The U.S. Centers for Disease Control and Prevention (CDC) launched the Emerging Infections Program (EIP) to develop centers of excellence in infectious disease surveillance and applied public health research in selected state health departments. The Oregon EIP is participating in the study described below. 

13‐Valent Pneumococcal Conjugate Vaccine Among Children

Effectiveness Evaluation - Abstract

Background: A new 13‐valent pneumococcal conjugate vaccine (PCV13, Pfizer) was licensed in February 2010. Post‐licensure evaluation of PCV13 effectiveness is important to ensure that the vaccine performs as expected among children who receive it through the routine immunization program.

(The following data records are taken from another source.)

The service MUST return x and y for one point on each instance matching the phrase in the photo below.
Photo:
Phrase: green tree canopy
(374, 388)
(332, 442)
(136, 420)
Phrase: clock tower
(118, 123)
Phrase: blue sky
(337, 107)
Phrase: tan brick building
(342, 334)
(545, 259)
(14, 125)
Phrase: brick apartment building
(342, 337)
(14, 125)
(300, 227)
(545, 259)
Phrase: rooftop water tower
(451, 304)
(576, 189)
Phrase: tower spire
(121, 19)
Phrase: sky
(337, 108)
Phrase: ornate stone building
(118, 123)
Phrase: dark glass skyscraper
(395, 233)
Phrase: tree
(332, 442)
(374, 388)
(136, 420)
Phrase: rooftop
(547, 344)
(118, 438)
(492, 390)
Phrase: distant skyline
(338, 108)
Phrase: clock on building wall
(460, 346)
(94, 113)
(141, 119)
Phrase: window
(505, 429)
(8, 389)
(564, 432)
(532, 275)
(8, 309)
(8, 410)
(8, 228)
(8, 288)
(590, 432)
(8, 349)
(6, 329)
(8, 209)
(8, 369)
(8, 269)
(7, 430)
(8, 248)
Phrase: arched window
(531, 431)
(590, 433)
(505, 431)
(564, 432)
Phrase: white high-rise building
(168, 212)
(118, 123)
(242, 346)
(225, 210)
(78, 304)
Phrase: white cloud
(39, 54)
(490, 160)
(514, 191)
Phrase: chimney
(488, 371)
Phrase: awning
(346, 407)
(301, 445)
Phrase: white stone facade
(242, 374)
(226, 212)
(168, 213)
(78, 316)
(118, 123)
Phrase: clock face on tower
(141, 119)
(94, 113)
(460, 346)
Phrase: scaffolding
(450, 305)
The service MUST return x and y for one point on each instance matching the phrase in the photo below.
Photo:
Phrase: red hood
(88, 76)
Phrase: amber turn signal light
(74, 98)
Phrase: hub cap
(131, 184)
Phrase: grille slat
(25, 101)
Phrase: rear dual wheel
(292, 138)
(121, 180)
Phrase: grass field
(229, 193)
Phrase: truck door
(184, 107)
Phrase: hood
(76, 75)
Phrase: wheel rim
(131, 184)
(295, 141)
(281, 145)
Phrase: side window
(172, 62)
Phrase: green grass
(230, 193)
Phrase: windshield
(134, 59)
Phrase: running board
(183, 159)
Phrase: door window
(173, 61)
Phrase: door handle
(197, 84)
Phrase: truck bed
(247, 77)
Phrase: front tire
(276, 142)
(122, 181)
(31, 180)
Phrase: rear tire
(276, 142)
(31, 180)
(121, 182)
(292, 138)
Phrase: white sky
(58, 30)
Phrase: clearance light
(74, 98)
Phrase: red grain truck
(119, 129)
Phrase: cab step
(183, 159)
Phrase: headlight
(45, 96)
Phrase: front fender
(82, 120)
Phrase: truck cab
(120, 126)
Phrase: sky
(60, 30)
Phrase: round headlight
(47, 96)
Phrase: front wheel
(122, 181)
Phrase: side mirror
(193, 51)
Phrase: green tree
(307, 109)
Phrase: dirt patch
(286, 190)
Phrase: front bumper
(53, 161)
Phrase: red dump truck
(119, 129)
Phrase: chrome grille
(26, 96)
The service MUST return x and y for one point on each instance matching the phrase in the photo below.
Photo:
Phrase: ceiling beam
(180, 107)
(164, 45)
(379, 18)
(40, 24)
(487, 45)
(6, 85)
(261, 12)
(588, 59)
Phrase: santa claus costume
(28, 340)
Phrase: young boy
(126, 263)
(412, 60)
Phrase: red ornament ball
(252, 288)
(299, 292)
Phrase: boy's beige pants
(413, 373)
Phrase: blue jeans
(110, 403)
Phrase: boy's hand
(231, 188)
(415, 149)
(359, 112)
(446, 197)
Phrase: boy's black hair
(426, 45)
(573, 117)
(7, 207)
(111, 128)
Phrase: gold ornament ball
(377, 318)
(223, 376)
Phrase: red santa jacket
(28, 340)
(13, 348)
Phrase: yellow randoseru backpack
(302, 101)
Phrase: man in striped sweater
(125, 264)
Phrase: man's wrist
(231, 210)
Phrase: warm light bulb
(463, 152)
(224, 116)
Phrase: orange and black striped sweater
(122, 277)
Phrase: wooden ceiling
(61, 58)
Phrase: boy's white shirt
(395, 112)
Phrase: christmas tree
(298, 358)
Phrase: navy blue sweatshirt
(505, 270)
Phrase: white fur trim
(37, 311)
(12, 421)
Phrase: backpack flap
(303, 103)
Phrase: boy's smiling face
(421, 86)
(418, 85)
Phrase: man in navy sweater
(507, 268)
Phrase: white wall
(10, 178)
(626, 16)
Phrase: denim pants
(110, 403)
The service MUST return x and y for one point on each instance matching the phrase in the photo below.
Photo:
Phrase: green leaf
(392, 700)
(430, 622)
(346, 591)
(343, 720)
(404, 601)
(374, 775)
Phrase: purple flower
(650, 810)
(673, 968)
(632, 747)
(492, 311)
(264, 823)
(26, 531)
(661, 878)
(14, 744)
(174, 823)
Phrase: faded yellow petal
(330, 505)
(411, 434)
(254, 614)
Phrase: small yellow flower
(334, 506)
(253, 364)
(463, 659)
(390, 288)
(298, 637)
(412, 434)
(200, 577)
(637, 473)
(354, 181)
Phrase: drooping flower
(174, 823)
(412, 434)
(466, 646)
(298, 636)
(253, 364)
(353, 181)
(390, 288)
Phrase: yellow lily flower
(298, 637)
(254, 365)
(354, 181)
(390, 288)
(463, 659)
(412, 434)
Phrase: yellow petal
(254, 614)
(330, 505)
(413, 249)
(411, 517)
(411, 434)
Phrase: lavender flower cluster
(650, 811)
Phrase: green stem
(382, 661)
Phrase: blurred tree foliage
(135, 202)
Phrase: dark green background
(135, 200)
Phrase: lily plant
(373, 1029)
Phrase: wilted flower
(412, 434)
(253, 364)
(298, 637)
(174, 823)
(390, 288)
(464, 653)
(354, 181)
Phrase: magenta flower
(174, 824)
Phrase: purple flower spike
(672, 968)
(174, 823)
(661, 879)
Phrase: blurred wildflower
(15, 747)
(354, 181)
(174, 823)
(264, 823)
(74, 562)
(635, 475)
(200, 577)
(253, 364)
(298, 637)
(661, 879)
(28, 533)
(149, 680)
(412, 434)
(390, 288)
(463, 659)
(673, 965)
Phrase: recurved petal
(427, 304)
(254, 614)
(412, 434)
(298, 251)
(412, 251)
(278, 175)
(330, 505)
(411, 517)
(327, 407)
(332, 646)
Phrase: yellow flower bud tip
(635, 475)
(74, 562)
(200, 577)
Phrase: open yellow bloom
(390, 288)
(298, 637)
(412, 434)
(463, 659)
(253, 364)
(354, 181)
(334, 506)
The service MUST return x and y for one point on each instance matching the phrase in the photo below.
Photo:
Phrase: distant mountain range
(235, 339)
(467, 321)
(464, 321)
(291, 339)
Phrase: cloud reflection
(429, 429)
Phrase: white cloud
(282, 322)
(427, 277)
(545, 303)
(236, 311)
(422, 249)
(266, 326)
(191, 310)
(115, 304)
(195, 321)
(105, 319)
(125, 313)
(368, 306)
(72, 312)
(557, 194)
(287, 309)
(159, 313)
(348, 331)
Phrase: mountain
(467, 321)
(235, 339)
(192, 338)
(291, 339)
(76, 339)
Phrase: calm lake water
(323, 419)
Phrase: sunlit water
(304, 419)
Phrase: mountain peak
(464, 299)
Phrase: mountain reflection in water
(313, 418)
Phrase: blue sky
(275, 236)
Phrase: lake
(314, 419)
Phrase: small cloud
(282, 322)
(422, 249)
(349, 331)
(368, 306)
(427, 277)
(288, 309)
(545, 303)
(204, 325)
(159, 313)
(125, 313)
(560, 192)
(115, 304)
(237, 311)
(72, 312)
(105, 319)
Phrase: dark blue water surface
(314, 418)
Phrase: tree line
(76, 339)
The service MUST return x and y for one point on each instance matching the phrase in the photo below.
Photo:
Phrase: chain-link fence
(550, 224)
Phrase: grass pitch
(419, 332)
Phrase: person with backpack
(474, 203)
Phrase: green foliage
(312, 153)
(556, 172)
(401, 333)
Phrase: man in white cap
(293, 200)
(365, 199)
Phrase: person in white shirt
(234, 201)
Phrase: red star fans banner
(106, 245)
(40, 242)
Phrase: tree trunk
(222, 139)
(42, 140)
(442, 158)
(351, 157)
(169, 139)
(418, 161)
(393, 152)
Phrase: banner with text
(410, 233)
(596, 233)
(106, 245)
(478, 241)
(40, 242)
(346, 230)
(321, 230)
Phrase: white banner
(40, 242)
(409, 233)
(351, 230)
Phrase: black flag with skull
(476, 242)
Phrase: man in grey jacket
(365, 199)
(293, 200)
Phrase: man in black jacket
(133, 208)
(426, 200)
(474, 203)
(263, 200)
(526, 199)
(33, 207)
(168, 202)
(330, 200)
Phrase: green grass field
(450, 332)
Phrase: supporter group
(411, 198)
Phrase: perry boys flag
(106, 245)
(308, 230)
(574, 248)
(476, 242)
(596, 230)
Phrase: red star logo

Objectives: Evaluation is to determine the effectiveness of PCV13 against invasive pneumococcal disease (IPD) caused by vaccine serotypes in the population of children recommended to receive PCV13. It is expected that the vaccine will be highly effective at preventing IPD, even in children who do not receive the full four-dose schedule.

Design: Matched case-control evaluation.

Participants: The evaluation will enroll children identified as having IPD by routine ABCs and epidemiology and laboratory capacity for infectious diseases (ELC) sites. Children meeting the ABCs case definition who are recommended to receive PCV13 as part of the routine immunization schedule and whose pneumococcal isolate is available for serotyping will be eligible for enrollment. Using birth certificates, site collaborators will identify four controls for each case. Controls will be matched to cases by age and mother’s zip code of residence at time of birth.

Data collection: Project personnel at each site will contact cases and controls and, after obtaining informed consent, conduct an interview to assess history of vaccination and potential confounding factors. After the interview, state-based project personnel will contact health care providers to confirm vaccination status. Data will be sent to CDC monthly, where it will be aggregated and checked for completeness.

Outcome and analyses: The primary outcome is IPD caused by the group of serotypes included in PCV13. Evaluators will use a matched case-control methodology, comparing the odds of PCV13 receipt among cases and controls and adjusting for the presence of confounders, such as underlying illnesses. Secondary objectives include measuring the effectiveness of the vaccine against IPD caused by the six serotypes unique to PCV13 and against IPD caused by drug resistant strains. Evaluators will determine the effectiveness of PCV13 in children who have received mixed schedules of PCV7 and PCV13, children with underlying medical conditions, and African-American children. The evaluation will also assess whether receipt of PCV13 leads to an increased risk of IPD caused by non-vaccine serotypes, and evaluators will assess known risk factors for IPD (e.g., passive smoking, previous influenza infection) among children recommended to receive PCV13.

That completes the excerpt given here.